This code will work, but isn't that pretty.
It first divides all three values (it floors the values, so you 'lose' the remainder), and then divides the remainder:
long n = x / 3
+ y / 3
+ z / 3
+ ( x % 3
+ y % 3
+ z % 3
) / 3
Note that the above sample does not always work properly when having one or more negative values.
As discussed with Ulugbek, since the number of comments are exploding below, here is the current BEST solution for both positive and negative values.
Thanks to answers and comments of Ulugbek Umirov, James S, KevinZ, Marc van Leeuwen, gnasher729 this is the current solution:
static long CalculateAverage(long x, long y, long z)
{
return (x % 3 + y % 3 + z % 3 + 6) / 3 - 2
+ x / 3 + y / 3 + z / 3;
}
static long CalculateAverage(params long[] arr)
{
int count = arr.Length;
return (arr.Sum(n => n % count) + count * (count - 1)) / count - (count - 1)
+ arr.Sum(n => n / count);
}
NB - Patrick has already given a great answer. Expanding on this you could do a generic version for any number of integers like so:
long x = long.MaxValue;
long y = long.MaxValue - 1;
long z = long.MaxValue - 2;
long[] arr = { x, y, z };
var avg = arr.Select(i => i / arr.Length).Sum()
+ arr.Select(i => i % arr.Length).Sum() / arr.Length;
Patrick Hofman has posted a great solution. But if needed it can still be implemented in several other ways.

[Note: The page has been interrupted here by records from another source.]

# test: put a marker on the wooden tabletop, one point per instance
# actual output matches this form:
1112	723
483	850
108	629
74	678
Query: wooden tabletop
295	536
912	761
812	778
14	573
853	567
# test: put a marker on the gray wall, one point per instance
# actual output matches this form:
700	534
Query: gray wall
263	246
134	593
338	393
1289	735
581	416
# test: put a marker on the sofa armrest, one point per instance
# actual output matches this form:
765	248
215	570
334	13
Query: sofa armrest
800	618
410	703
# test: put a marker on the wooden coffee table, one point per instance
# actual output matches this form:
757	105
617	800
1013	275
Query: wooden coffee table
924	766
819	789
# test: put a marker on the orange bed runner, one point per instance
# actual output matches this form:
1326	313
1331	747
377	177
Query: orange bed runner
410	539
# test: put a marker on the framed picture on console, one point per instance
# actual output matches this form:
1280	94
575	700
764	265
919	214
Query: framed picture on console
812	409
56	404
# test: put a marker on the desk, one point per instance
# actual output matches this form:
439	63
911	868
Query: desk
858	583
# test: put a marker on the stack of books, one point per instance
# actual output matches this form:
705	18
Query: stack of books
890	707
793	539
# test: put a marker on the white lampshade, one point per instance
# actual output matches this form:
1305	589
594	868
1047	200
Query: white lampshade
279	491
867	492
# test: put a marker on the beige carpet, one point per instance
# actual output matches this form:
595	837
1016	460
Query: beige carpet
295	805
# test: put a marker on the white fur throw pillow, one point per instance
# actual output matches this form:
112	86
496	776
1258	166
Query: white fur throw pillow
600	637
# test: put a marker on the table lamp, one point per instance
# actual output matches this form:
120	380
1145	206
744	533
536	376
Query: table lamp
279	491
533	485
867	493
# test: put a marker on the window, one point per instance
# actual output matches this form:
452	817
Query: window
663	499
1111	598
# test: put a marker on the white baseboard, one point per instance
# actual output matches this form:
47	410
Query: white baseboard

Using the algorithm here I have another solution. If implemented carefully it may be faster than the multiple divisions in systems with slow hardware divisors. It can be further optimized by using divide by constants technique from hacker's delight
public class int128_t {
private int H;
private long L;
public int128_t(int h, long l)
{
H = h;
L = l;
}
public int128_t add(int128_t a)
{
int128_t s;
s.L = L + a.L;
s.H = H + a.H + (s.L < a.L);
return b;
}
private int128_t rshift2() // right shift 2
{
int128_t r;
r.H = H >> 2;
r.L = (L >> 2) | ((H & 0x03) << 62);
return r;
}
public int128_t divideby3()
{
int128_t sum = {0, 0}, num = new int128_t(H, L);
while (num.H || num.L > 3)
{
int128_t n_sar2 = num.rshift2();
sum = add(n_sar2, sum);
num = add(n_sar2, new int128_t(0, num.L & 3));
}
if (num.H == 0 && num.L == 3)
{
// sum = add(sum, 1);
sum.L++;
if (sum.L == 0) sum.H++;
}
return sum;
}
};
int128_t t = new int128_t(0, x);
t = t.add(new int128_t(0, y));
t = t.add(new int128_t(0, z));
t = t.divideby3();
long average = t.L;
In C/C++ on 64-bit platforms it's much easier with __int128
int64_t average = ((__int128)x + y + z)/3;
You can calculate the mean of numbers based on the differences between the numbers rather than using the sum.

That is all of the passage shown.